By Rabbi Dovid Cohen, Administrative Rabbinic Coordinator

Q. My designer suggested we get an induction stovetop.  From a kashrus perspective, is that any different than the gas stovetop I currently have?

A. Induction stovetops heat pots without the actual cooktop getting hot.  Rather, when the “coil” is on, it remains cool to the touch, and it can only cook when a pot which is electrically conductive and made of ferromagnetic material touches it.  When that happens, the pot becomes hot, and the food cooks.  Even when the food is cooking, the “coil” is not hot, and the only reason the surface becomes at all hot is that some heat radiates from the pot and food!

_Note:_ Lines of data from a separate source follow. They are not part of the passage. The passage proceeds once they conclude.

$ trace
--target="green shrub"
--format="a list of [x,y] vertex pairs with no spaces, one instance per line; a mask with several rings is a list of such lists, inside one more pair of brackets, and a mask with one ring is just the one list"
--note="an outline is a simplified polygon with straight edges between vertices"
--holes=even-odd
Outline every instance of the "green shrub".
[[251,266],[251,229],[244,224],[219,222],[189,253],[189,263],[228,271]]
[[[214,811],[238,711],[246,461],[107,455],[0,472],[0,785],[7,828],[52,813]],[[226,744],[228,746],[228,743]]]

This unusual method of cooking poses considerable complications for a kosher home.  From the kosher perspective, it means that each cooktop (or each area on the cooktop) must be designated for meat or dairy use.  In a standard gas or electric stovetop, the letter of the law is that the same burner can be used for both meat and dairy since the hot fire/coil incinerates and kashers the area from any meat or dairy that spills onto it.  But the induction stovetop never becomes hot enough for that, and, therefore, it can only be used for either meat or dairy, but not for both.

A related issue is that there is no realistic way to kasher the induction stovetop if it became non-kosher, or if one wants to use it for Pesach.  It is covered with glass, which means that it cannot be kashered with hag’alah (i.e., pouring boiling water on it).  Libun kal (i.e., heating with a flame) is halachically acceptable for the surface – and is what is used for other glass stovetops – but is not physically possible, since the induction coil does not get hot.  Since the surface cannot be kashered, the only way to use it on Pesach is to put ferromagnetic discs (a.k.a. diffusers) onto the surface.  [The discs are widely available for purchase.]  The discs will serve as a barrier between the surface and the Pesach pots and allow the stovetop to be used for Pesach cooking.

The induction stovetop also poses concerns for Shabbos use, because when the pot is lifted off the surface, this causes the coil to become idle.  This means that food left on the cooktop cannot be removed on Shabbos.  Once again, this issue can be overcome by putting the pots onto ferromagnetic discs before Shabbos.  Wherever a disc is located, the coil will remain on regardless of whether a pot is present, and, therefore, the pot can be removed from the disc on Shabbos.

Lastly, an induction stovetop complicates the ability to create bishul Yisroel when one has non-Jewish help in the house.  On a standard stovetop, the Jew can light the fire in the morning, and any cooking done on that fire will be considered bishul Yisroel.  However, as we have seen, if there is no pot on the induction stovetop, turning on the coil has no noticeable effect.  Therefore, unless one places ferromagnetic discs on the stovetop (which will keep the coil “on”), the Jew will have to put the pot onto the fire each time someone wants to cook on that surface.

This article first appeared in the Let’s Talk Kashrus column, Yated Ne’eman, March 15, 2024.